Vai al contenuto

Pagina:Ovidio - Le metamorfosi.djvu/495

Da Wikisource.

Per viva forza à terra il capo inchino,
     E guardo verso i piè con tutto il volto.
     Il pugno, onde afferrai la coppa, e ’l vino,
     Veggo in un piè ferino esser rivolto.
     Hor mentre co’l grugnir si rio destino
     Piango, à compagni miei gli occhi rivolto,
     E scorgo, c’ hanno il pelo hirto, e d’ inchiostro,
     E le zanne incurvate, e lungo il rostro.

Anchor nel volto havean viril aspetto,
     (Ch’ultimi forse à ber fur quello incanto)
     Alsenore, e Polite, è ver, che il petto,
     La spalla, e ’l resto havean porcino il manto.
     Hor mentre il fin, che ne riesce, aspetto,
     Veggo la bocca in fuor spingersi tanto,
     Che la persona più non han biforme,
     Ma il viril volto al busto vien conforme.

Io già per cosa havea sicura, e piana
     Di dover porco vivere, e morire,
     Quando mi volgo, e veggio in forma humana
     Da l’ empia fata Euriloco fuggire.
     Ei sol di noi la mente hebbe più sana,
     Che non mai quel liquor volle inghiottire.
     Ne per minaccie mai, ne per preghiere
     Potè la fata ria disporlo à bere.

E ben ne fece un gran favore il cielo,
     Che fe, ch’ei non gustò quel crudo tosco,
     Ch’anchora havremmo tutti il carnal velo
     Lordo, schivo, odioso, infame, e fosco.
     Et egli, e noi co’l setoloso pelo
     Staremmo ne la stalla, over nel bosco.
     Gran sorte fu, ch’ei sol co’l volto humano
     Tornar potesse al nostro capitano.

Che come il proprio Euriloco ne disse,
     Dapoi che racquistammo il primo viso,
     Tosto, ch’ei giunse al Signor nostro Ulisse,
     E che gli diè di tanto danno aviso;
     In soccorso di noi venir prefisse,
     Se ne dovesse ben restare ucciso;
     E per suo male ei vi saria venuto,
     Se non venia Mercurio à dargli aiuto.

Ver noi, che siam senza la forma vera,
     Con un baston, che in man subito prende,
     Per mandarne à la stalla, ecco un’altera
     Ninfa di Circe, e ’l nostro dorso offende.
     Alto il muso ver lei leva ogni fera,
     E co’l grugnire alquanto si difende.
     Ella à cui fere il volto, à cui la spalla,
     N’andiam gridando al fin tutti à la stalla.

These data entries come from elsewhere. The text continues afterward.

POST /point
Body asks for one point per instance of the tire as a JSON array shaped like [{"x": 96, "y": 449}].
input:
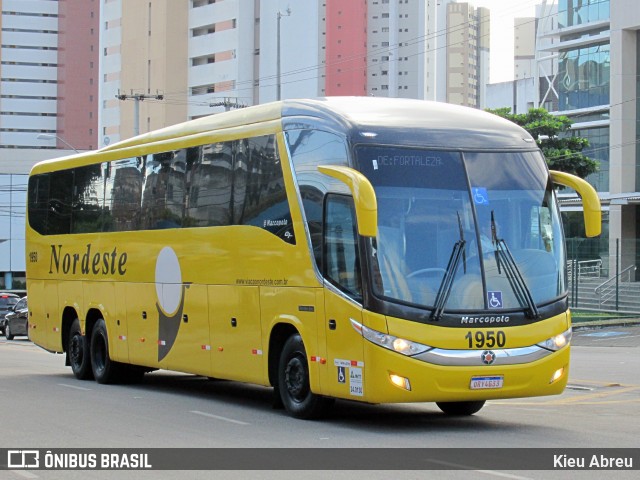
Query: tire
[
  {"x": 7, "y": 332},
  {"x": 104, "y": 369},
  {"x": 461, "y": 408},
  {"x": 293, "y": 383},
  {"x": 78, "y": 353}
]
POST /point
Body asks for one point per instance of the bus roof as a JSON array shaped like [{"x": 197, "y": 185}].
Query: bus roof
[
  {"x": 414, "y": 122},
  {"x": 384, "y": 120}
]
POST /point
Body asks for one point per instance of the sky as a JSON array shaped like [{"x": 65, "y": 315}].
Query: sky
[{"x": 502, "y": 14}]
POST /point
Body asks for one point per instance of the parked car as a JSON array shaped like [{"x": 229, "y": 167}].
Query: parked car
[
  {"x": 7, "y": 300},
  {"x": 16, "y": 322}
]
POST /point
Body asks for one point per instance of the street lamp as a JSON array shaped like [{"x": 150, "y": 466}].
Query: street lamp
[
  {"x": 49, "y": 136},
  {"x": 280, "y": 15}
]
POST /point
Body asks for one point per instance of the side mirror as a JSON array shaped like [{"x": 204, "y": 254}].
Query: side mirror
[
  {"x": 364, "y": 196},
  {"x": 590, "y": 200}
]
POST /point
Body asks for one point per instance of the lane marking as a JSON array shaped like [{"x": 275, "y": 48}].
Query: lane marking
[
  {"x": 488, "y": 472},
  {"x": 74, "y": 387},
  {"x": 217, "y": 417}
]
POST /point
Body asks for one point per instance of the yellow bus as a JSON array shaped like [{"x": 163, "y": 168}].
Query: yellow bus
[{"x": 376, "y": 250}]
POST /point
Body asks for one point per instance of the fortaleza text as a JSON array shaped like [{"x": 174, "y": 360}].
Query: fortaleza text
[
  {"x": 595, "y": 461},
  {"x": 97, "y": 263}
]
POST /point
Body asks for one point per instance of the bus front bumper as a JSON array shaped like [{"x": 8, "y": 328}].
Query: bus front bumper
[{"x": 449, "y": 375}]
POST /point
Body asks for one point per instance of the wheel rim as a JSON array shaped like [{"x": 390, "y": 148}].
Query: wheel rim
[
  {"x": 295, "y": 378},
  {"x": 76, "y": 351},
  {"x": 99, "y": 350}
]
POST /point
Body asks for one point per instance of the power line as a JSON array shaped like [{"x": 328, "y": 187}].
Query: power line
[{"x": 137, "y": 98}]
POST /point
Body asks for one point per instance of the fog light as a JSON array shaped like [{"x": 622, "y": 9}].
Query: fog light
[
  {"x": 556, "y": 376},
  {"x": 399, "y": 381}
]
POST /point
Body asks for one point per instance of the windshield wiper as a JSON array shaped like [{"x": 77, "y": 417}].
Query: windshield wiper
[
  {"x": 444, "y": 290},
  {"x": 516, "y": 280}
]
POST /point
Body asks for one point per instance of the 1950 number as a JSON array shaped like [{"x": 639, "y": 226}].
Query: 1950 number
[{"x": 486, "y": 339}]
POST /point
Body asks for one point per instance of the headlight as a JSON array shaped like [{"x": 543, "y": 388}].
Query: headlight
[
  {"x": 400, "y": 345},
  {"x": 557, "y": 342}
]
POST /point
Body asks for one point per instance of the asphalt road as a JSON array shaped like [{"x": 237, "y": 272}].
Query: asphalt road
[{"x": 44, "y": 406}]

Mercurio intanto al mesto Ulisse arriva
     Per la presa da noi nova figura,
     E don gli fa d’un bianco fior, che priva
     D’effetto ogni empia magica fattura.
     S’appella ne la parte eterna, e diva
     Moli. La sua radice è lunga, e scura.
     Gli diè co’l bianco fiore ancho un consiglio,
     Che di carcer ne trasse, e di periglio.

Con l’aviso del ciel, co’l bianco fiore
     Ne venne il nostro Duce à dar soccorso.
     Lieta Circe l’accoglie, e fagli honore,
     E poi l’invita à l’incantato sorso.
     Schiva Ulisse l’ incanto, e quel liquore,
     Che le setole à noi formò su’l dorso.
     La fata con la verga il crin gli tocca,
     Perche il disponga à tor quei succhi in bocca.

Stassi à mirar l’accorto Ulisse alquanto
     Pria, che del suo desio certa la renda.
     Poi quando vaga esser la vede tanto,
     Ch’ ei quel vino incantato accetti, e prenda;
     E ch’anchor con la verga usa l’incanto,
     À fin che meglio in lui tal sete accenda:
     Mostrando ira, e furor la spada stringe,
     E voler lei ferir minaccia, e finge.

T’inganni (disse) iniqua incantatrice,
     Se con tal’ arte à me far credi oltraggio;
     C’hoggi à gl’ incanti tuoi lo ciel disdice,
     Che haver contra di me possan vantaggio.
     Ben posso io far te misera, e infelice
     Con quel favor, che procurato m’haggio.
     E ben per farlo io son, se non t’emendi,
     E se i compagni miei salvi non rendi.